2010 Progress Report: Endothelial Cell Responses to PM—In Vitro and In VivoEPA Grant Number: R832414C002
Subproject: this is subproject number 002 , established and managed by the Center Director under grant R832414
(EPA does not fund or establish subprojects; EPA awards and manages the overall grant for this center).
Center: San Joaquin Valley Aerosol Health Effects Research Center (SAHERC)
Center Director: Wexler, Anthony S.
Title: Endothelial Cell Responses to PM—In Vitro and In Vivo
Investigators: Wilson, Dennis , Anastasio, Cort , Barakat, Abdul , Rutledge, John , Tablin, Fern
Institution: University of California - Davis
EPA Project Officer: Chung, Serena
Project Period: October 1, 2005 through September 30, 2010 (Extended to September 30, 2011)
Project Period Covered by this Report: July 1, 2009 through June 30,2010
RFA: Particulate Matter Research Centers (2004) RFA Text | Recipients Lists
Research Category: Health Effects , Air
The overall goal of this project is to determine the relationship between vascular disease and systemic effects of particulate matter.
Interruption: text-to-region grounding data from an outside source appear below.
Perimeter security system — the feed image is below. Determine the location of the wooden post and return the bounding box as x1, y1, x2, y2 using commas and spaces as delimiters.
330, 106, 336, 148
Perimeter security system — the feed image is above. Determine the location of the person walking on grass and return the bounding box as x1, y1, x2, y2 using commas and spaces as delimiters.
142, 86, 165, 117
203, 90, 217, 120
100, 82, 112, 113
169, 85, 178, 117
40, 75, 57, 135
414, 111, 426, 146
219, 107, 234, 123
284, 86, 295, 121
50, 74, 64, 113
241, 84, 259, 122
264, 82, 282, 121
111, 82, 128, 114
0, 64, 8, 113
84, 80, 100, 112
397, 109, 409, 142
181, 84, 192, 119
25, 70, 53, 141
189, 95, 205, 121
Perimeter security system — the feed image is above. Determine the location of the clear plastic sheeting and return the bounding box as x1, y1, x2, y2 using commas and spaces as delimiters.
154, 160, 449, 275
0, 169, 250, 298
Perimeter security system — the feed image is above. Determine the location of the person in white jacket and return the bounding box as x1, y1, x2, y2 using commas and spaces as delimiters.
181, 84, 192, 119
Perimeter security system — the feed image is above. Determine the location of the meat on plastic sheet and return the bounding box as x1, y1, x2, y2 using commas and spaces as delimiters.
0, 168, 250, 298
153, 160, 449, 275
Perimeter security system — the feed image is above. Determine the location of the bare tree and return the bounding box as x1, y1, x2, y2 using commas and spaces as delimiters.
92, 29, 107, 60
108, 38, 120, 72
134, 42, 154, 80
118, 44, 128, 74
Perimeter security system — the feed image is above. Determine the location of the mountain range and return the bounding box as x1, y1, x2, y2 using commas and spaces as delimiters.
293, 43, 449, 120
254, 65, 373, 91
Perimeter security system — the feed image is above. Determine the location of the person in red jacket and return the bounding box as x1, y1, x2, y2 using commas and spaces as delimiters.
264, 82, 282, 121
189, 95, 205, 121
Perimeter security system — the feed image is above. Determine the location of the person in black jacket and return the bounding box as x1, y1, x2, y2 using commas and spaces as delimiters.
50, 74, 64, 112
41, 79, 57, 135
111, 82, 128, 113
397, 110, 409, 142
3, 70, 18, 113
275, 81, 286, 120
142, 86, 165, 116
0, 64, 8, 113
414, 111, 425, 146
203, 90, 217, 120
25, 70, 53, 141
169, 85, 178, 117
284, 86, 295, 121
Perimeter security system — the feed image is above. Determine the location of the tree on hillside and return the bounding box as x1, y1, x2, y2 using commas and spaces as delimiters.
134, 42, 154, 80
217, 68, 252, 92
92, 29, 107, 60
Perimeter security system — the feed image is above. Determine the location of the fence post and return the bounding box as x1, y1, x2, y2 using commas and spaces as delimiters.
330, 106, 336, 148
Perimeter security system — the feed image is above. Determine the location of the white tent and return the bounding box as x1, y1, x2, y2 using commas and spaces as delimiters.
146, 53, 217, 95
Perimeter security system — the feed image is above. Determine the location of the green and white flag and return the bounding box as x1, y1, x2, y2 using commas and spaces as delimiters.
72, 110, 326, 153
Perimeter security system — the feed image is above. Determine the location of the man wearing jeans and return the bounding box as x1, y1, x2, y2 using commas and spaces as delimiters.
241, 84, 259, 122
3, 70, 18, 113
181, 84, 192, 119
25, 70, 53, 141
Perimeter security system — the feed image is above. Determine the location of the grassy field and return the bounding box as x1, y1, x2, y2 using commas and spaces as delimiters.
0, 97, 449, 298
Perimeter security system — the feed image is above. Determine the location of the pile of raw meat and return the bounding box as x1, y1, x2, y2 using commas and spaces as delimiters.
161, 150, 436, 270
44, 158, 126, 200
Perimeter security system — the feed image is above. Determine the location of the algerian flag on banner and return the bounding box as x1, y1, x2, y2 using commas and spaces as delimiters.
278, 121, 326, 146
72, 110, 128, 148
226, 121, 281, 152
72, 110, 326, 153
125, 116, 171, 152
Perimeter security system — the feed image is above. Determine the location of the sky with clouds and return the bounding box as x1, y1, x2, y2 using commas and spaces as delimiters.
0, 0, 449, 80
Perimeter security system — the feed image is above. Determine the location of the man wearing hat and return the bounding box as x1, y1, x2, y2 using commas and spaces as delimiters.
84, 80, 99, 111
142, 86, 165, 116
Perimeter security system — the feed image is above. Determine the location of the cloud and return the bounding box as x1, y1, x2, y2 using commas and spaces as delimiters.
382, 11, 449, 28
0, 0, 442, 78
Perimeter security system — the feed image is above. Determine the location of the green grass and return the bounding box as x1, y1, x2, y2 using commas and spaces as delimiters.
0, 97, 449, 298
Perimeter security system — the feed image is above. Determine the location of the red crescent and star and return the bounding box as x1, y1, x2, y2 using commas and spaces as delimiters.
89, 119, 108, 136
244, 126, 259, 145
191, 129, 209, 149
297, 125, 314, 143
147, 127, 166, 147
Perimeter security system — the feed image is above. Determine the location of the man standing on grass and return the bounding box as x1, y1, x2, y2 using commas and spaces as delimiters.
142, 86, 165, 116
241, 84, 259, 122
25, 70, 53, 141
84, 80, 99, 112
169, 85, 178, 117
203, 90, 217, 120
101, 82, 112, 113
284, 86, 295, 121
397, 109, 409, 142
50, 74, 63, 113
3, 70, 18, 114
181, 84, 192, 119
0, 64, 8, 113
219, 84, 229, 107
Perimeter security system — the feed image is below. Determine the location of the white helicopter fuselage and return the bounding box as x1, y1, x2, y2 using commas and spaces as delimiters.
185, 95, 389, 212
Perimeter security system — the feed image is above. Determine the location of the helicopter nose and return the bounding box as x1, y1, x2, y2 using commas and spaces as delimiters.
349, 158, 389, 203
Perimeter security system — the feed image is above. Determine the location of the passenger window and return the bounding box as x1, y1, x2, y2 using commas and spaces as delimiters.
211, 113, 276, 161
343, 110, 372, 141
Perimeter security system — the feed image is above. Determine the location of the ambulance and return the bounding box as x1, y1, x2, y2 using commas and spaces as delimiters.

In vitro responses to collected ambient PM
The goals of this work are to characterize cellular responses that are specific to ambient particulate matter and determine whether differences in either the extent or nature of these responses occurs in PM collected from different sites or seasons. We compared the response of PM collected from urban and rural sites in winter and summer with responses from similarly sized laboratory-generated PM of various compositions.
We also have measured the ability of the particles to generate reactive oxygen species (ROS), specifically HOOH in a PBS solution containing 50 "μM ascorbate. Our results show that: (1) Fresno PM is much more reactive than Westside particles, (2) PM2.5 produces much more HOOH than coarse particles, and (3) that soluble copper can explain most of the PM-mediated generation of HOOH.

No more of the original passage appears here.